Aus nach fünfundzwanzig Jahren

Unruhig laufe ich durch das Büro. Fredo liegt unter dem Schreibtisch, die Vorderpfoten ausgestreckt, den Kopf lässig zwischen ihnen ruhend. Seine aufmerksamen Augen verfolgen jeden meiner Schritte. Auf dem Schreibtisch verteilt liegen Akten von Patienten. Sie stapeln sich in diversen Ecken des Raumes auf dem Fußboden, neben dem Kopierer und hinter dem fahrbaren Toilettenstuhlstuhl für Notfälle. Sogar der dunkelblaue AOK-Shopper hält als Ablagefläche her. Die Abrechnungen für die Krankenkassen sind seit Tagen überfällig. Die Steuerberaterin und das Finanzamt kleben mir an den Hacken und ich weiß nicht, wie ich alles geregelt kriegen soll. Die Grenzen zwischen innen und außen sind fließend. Das Chaos des Raumes setzt sich in meinem Innern fort. Oder, vielleicht ist es ja auch so, dass sich das Chaos in meinem Innern im Raum widerspiegelt. Seit Wochen nehme ich mir vor hier aufzuräumen, habe aber keine Kraft dazu. Mein Gehirn ist eine zähe, klebrige Masse. Die Mädels hacken auf mir rum, behaupten, weil sie draußen in der Pflege sind, schaffen sie allein die Kohle ran. Ich sei ein Nichtsnutz und würde mich auf ihren Knochen ausruhen.
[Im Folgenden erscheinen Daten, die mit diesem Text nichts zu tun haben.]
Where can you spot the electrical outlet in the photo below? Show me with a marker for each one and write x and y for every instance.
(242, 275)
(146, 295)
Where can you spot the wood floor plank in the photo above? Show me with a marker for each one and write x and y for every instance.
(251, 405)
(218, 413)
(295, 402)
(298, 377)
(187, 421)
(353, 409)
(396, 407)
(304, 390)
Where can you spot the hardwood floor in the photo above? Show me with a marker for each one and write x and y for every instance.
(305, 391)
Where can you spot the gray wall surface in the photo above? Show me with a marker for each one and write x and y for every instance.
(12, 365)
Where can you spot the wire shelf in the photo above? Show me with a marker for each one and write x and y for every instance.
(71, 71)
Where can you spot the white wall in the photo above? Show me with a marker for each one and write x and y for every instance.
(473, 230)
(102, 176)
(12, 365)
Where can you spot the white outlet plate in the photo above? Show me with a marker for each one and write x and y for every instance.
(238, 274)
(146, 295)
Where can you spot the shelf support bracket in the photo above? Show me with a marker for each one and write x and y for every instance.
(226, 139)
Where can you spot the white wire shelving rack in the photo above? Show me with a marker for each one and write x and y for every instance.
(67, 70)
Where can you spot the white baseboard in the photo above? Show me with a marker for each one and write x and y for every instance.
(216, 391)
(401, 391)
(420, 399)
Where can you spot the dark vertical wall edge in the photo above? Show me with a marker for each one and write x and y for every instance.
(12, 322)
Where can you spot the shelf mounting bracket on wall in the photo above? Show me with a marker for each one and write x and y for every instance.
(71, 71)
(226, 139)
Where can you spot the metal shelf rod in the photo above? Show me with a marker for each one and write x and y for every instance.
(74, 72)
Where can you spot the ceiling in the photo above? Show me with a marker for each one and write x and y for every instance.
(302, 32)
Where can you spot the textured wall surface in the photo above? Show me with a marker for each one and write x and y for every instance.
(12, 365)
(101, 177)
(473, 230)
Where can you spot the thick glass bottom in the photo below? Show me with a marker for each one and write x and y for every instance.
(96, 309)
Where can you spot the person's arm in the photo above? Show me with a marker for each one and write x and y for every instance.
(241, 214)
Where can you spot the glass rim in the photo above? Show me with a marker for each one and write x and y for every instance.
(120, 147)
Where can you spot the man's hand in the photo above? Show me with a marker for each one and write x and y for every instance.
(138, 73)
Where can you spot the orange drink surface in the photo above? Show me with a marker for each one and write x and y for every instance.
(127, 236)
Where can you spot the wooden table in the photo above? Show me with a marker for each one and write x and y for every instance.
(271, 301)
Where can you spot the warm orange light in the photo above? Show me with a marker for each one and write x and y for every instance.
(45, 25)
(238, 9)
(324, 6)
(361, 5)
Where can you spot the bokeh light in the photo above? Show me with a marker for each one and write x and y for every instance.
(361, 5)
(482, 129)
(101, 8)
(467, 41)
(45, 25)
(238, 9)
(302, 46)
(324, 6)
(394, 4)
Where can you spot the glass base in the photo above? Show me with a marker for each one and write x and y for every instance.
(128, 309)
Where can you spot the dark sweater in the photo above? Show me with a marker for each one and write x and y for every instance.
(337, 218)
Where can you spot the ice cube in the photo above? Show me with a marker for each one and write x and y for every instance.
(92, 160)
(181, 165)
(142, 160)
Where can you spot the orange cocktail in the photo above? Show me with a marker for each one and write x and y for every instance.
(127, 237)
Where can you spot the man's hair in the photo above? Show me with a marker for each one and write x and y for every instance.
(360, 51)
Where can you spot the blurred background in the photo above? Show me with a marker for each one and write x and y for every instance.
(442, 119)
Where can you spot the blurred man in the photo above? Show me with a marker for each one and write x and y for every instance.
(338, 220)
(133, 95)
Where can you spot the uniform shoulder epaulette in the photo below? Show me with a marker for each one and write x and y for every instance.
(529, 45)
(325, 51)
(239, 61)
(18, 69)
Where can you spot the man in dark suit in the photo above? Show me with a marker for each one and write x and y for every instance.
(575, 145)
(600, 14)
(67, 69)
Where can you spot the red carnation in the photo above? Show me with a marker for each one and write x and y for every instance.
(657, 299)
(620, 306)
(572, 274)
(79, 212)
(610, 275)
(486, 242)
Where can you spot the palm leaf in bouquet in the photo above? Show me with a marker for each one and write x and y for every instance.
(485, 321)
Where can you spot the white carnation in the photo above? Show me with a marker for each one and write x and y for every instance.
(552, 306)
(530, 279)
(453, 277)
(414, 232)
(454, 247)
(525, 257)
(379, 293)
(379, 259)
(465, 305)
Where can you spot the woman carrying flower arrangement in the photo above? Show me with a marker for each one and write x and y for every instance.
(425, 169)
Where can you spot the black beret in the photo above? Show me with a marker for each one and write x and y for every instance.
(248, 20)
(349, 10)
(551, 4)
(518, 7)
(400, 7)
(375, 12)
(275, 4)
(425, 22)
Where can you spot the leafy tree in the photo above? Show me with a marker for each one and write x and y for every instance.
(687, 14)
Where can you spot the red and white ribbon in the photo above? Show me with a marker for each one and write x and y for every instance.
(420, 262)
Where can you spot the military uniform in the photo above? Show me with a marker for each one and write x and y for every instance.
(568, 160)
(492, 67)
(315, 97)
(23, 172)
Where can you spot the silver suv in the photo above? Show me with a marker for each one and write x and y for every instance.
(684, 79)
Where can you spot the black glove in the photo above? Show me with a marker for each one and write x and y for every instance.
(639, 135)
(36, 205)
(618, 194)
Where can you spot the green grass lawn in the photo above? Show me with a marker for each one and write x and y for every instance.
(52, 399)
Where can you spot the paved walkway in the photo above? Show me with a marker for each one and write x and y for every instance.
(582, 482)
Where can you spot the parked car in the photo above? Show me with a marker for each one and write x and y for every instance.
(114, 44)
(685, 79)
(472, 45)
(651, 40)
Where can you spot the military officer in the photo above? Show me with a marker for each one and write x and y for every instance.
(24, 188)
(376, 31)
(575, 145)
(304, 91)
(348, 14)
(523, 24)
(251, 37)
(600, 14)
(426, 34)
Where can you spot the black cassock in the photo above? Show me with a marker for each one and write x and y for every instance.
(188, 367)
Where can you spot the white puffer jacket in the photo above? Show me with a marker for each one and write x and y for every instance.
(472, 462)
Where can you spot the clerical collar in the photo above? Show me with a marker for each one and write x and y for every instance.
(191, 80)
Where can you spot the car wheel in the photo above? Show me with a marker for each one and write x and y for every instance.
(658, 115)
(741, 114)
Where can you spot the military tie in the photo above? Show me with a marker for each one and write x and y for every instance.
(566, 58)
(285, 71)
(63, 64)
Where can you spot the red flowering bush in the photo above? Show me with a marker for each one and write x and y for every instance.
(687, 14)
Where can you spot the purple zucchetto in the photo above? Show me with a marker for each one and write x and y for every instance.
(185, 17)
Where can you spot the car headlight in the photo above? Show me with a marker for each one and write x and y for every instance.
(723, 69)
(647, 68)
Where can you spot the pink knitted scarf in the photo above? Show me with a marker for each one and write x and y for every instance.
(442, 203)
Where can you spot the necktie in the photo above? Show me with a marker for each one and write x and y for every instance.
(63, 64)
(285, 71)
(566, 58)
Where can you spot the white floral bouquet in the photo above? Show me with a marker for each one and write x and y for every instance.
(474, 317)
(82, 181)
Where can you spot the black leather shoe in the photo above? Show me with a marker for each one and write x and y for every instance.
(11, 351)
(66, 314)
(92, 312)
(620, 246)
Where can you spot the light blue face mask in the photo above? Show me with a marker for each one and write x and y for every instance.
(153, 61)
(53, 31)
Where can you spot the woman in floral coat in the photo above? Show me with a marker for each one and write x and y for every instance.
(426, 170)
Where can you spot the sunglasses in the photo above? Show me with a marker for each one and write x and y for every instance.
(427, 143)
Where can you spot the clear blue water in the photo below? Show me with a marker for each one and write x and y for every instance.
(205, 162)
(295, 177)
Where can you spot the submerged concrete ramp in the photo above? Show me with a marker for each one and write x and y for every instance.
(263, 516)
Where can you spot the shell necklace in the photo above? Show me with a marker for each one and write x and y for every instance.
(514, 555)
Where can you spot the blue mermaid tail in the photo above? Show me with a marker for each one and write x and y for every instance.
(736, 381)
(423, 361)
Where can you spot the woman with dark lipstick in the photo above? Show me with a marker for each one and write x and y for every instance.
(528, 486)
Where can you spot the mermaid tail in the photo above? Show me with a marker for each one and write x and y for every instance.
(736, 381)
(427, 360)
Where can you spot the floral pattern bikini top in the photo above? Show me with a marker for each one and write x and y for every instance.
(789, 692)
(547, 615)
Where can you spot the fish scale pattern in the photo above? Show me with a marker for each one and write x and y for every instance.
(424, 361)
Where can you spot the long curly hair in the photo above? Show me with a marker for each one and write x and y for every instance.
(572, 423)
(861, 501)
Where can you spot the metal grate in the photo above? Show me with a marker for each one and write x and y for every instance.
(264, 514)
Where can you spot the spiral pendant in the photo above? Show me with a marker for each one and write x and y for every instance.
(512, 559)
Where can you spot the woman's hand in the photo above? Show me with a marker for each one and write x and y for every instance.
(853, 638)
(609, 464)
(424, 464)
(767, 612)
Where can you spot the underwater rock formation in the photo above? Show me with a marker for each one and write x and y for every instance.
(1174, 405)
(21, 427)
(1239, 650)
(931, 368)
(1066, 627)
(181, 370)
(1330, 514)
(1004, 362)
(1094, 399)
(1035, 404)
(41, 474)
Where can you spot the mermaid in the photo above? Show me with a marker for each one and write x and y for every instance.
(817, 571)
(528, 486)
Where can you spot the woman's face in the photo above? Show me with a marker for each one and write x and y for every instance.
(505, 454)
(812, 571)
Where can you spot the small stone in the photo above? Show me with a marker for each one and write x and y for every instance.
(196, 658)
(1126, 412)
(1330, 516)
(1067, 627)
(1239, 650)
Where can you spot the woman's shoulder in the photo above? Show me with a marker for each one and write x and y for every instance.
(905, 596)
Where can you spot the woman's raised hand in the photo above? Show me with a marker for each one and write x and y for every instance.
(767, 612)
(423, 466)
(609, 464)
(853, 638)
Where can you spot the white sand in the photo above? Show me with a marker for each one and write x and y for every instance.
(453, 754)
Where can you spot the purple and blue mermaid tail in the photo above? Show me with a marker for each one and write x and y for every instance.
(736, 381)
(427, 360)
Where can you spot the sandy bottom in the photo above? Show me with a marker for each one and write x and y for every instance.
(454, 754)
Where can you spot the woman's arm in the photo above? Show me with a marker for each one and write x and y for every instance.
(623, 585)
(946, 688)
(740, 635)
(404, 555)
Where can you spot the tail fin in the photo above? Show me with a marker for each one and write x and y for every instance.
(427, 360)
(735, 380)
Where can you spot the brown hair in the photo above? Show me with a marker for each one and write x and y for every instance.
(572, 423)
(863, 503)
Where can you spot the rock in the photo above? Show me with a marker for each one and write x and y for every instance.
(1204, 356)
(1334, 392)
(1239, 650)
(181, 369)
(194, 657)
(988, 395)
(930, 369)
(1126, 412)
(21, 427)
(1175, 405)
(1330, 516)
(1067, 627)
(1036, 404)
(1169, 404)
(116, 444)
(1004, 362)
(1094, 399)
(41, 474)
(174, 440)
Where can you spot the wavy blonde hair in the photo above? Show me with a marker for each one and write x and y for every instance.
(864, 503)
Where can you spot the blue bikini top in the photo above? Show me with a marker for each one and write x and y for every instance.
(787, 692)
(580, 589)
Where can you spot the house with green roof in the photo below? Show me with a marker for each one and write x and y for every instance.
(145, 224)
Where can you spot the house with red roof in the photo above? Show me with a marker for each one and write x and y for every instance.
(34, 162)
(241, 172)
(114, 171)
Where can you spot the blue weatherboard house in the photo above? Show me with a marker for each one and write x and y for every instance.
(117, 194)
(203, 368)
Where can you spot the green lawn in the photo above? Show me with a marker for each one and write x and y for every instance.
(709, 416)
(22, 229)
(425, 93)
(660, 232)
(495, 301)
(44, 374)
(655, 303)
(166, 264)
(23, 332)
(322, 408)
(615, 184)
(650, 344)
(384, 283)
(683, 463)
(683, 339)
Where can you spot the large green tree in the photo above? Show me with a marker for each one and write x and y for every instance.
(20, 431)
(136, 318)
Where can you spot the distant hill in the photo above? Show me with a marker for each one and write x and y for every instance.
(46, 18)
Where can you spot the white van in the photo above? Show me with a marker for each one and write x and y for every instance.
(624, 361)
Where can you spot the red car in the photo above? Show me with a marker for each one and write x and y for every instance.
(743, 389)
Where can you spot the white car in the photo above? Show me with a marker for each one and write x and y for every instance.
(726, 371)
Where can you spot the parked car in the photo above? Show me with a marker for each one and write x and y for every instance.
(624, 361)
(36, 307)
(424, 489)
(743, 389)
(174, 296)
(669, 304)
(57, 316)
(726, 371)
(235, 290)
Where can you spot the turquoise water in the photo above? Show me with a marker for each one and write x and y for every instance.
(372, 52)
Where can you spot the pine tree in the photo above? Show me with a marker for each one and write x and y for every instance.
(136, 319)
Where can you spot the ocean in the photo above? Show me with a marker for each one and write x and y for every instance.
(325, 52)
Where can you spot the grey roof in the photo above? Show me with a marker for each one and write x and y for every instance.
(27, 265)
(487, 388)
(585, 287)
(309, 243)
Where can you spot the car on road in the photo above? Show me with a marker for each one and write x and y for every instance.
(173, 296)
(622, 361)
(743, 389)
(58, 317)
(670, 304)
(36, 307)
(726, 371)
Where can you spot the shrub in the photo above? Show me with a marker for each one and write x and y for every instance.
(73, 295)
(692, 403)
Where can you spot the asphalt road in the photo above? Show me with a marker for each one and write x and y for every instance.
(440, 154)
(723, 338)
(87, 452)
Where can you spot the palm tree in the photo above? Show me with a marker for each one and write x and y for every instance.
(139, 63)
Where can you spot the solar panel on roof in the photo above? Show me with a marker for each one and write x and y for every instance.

„Du hockst gemütlich im Büro, während wir uns draußen den Arsch auf-reißen!“ hat Brigitte mir gestern entgegengeschleudert. Ich hatte keine Kraft, mich zu verteidigen.
„Ach, halts Maul“, dachte ich nur, “du verstehst gar nichts.“
Ich muss aus diesem depressiven Loch raus. Ich muss arbeiten und mich ablenken. Nur nicht denken, nur nicht immer wieder die Frage zulassen, warum Sylvia gegangen ist.
„Reiß dich zusammen alter Junge, du musst das hier zu einem sauberen Abschluss bringen, erst dann kannst du dich durch die Büsche machen. Scheiß anerzogenes Pflichtbewusstsein.“
Als die Türglocke schrillt, springt Fredo auf und kläfft. „Ruhig, Fredo, bist du wohl still!? Ist ja gut, das ist Ulla.“
Ich betätige den Türdrücker, öffne die Bürotür und warte, bis Ulla auf der Treppe erscheint. Fredo sitzt neben mir in korrekter Hundeschulenhaltung.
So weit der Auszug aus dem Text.